$2 million dollars down the drain

Though the Super Bowl offered a few commercials worth talking about the next day, the vast majority had as much impact as a Richard Simmons haymaker. Some were plain dumb, others were annoying, and far too many traded on catchphrases (Budweiser's "whassup") or jokes (7-Up's "show us your can") that wore out before the full 30 seconds had passed.

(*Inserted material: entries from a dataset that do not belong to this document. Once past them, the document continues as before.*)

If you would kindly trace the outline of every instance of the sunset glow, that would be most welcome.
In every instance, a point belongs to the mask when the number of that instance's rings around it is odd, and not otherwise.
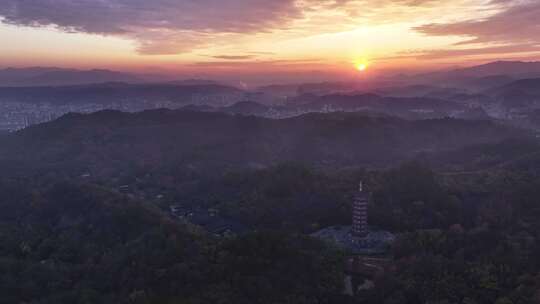
[[[0,44],[0,67],[245,79],[261,71],[343,76],[347,62],[359,71],[425,70],[540,57],[532,0],[137,3],[2,1],[0,40],[9,43]]]
[[[358,71],[364,72],[367,70],[369,63],[367,60],[358,60],[355,62],[354,66]]]

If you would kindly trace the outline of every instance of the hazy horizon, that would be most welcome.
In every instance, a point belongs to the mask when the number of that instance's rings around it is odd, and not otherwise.
[[[261,83],[369,79],[538,60],[537,16],[540,4],[530,0],[8,0],[0,39],[11,43],[0,45],[0,67]]]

Those ads, however, at least gave you a vague idea of who paid for them and what product that company wanted you to purchase. The most alarming trend-one pioneered by the "dot-com" companies during last year's Super Bowl-was commercials that tell you nothing while not entertaining you. That policy seems like an odd trend for a medium whose only goal should be to get you to remember a product the next time you're in a position to buy it. There's nothing brilliant about old standbys like "Honeycomb's big, yeah, yeah, yeah," but you think of it each time you walk through a cereal aisle. At least 25% of the ads that aired during Super Bowl XXXIV left the audience wondering where they would buy the thing the ad was about or if it was even for sale.

The most confusing commercial involved a bunch of special effects making it look like Christopher Reeve could walk. This one came from an outfit called Nuveen Investments, though it remains unclear as to what a more mobile Reeve has to do with that particular company. The two might be directly linked-perhaps Nuveen invests in medical research-or maybe the ad was suggesting that if Reeves invested his money with them, he'd have more to spend on a cure.

Either way, Nuveen might have been better off just writing Superman a check. Instead, the company blew over two million dollars on a Super Bowl ad that, while it might have people talking, will not have them doing any business with Nuveen.

The same can be said for the commercial Agillon offered up during the big game. This one had a random group of people singing an off-key version of Queen's "We are the Champions," and little else. Though the company's name did flash at the end, no explanation was ever made of what the business may or may not do for you. The tagline had something to do with the Internet, but whether Agillon sells toast online or build computers remains a mystery.

You can blame these vague ads on the people who run the big-time advertising agencies. These folks-the same ones who consider David Arquette funny-have apparently gotten bored crafting simple messages like "My bologna has a first name" and have instead decided to get creative.

Trusting the future of your company to the people in this industry makes as much sense as waiting for a rainy, foggy night to get a ride from Ted Kennedy or asking John and Patsy Ramsey to babysit for you. Yet every January, come Super Bowl time, countless otherwise intelligent businesspeople put their survival in the hands of advertising executives.

While this is an industry that has given us "Where's the beef?," "I'm not going to pay a lot for this muffler" and "Good to the last drop," it's also responsible for head-scratchers like "Behold the power of cheese," those Nike ads with all the bleeding people and the drug commercials where they casually mention the product may cause "explosive diarrhea." For every clever Gap ad, there's at least four Old Navy spots, and for every beer ad that makes you giggle, you get a dozen starring burping frogs.

While the pre-game hype over commercials rivaled that of the actual game, there were no home runs among the Super Bowl ads and quite a few strikeouts. Perhaps next year, when many of the companies that bought ads this year are out of business, at least one of the Super Bowl advertisers will demand his agency come up with the next "Two all-beef patties, special sauce, lettuce, cheese, pickles, onions on a sesame seed bun," or at least a new "Plop, plop, fizz, fizz, oh what a relief it is."